Hand it to Angie
A four-year-old Pietermaritzburg girl has become the first child in South Africa to have one of her toes transplanted to do duty as a finger.
Angelique Schröder was born without a right hand and most of her left arm — a condition called symbrachydactyly, which causes limb abnormalities.
The preschooler spent 11 hours under the knife at a Cape Town hospital two weeks ago as doctors amputated a toe from her right foot and grafted it as a pinky finger for her right hand.
Doctors had previously taken bones from both of her feet and grafted her a ring finger, middle finger, and a thumb, for her right hand.
But they felt she would need to have her toe grafted to her hand to ensure she was able to get a good enough grip, and decided to perform the operation, on July 25.
It was declared a success seven days later when the finger was seen to be “alive” on the hand, and last Sunday, Angelique started being able to move the new digit.
After the operation, she spent a week in ICU, as doctors monitored the finger for blood circulation.
She and her mother, Anna, return from Cape Town on Friday.
Her father, Dirk, told The Witness he was relieved after the anxious and emotional ride to get Angelique a functioning hand.
“Throughout the procedure, we were anxious. It was a long procedure and we were wondering whether she would make it. It was a scary time. When she was lying in ICU … we cried every day.
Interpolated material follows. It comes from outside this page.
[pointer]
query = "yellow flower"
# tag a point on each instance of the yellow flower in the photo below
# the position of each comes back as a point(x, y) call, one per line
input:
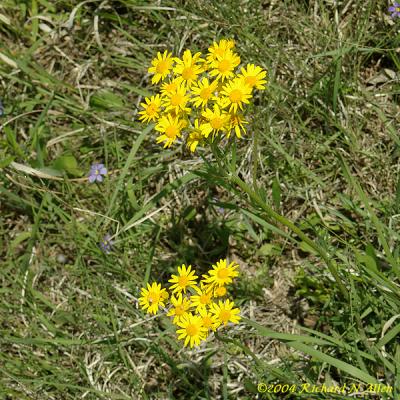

“Lots of feelings went through our heads. We wondered ‘have we created a monster’, ‘did we do the right thing’, but doctors assured us it’s not to make her look better, it’s for functionality.”
One of the surgeons, Dr Mark van der Velde, told The Witness that doctors were unable to lengthen fingers that had already been grafted to her hand, leading them to consider the toe transplant.
“The toe is removed along with tendons, veins and blood vessels and had to be joined up again through microsurgery,” he explained.
“I consulted surgeons from the U.S. and the UK for advice, and we decided to operate. It was a four-surgeon procedure which was tricky to orchestrate.”
After her birth, in 2014, Angelique’s father passed information about her to a friend who is a plastic surgeon in the U.S., and her case was discussed at a conference in Dallas.
Angelique’s case was referred to doctors in Cape Town, who then advised holding off surgery until she was slightly older.
She has now had bones from her foot grafted into a middle and ring finger, and a thumb, for her right hand. “Then, on Easter weekend, we went to Cape Town and doctors assessed her and they began planning the [toe] surgery.”
Schröder described Angelique as a resilient and positive girl, who loves playing with Barbie dolls and toy dinosaurs.
“She has amazed us. She tries all kinds of things, even riding a tricycle. She doesn’t believe she’s different, and we tell her God made her a special child,” the father said.
“We don’t know what the future holds for her. We still wonder how she will drive or write, but we have been researching aids, like voice-operated computers.”
He said the family was fundraising for the operation, as their medical aid would not cover it because it is classified as plastic surgery.
Schröder estimates the entire bill will come to R1,5 million. He said local schools have hosted events to raise money, and they have had some assistance from friends.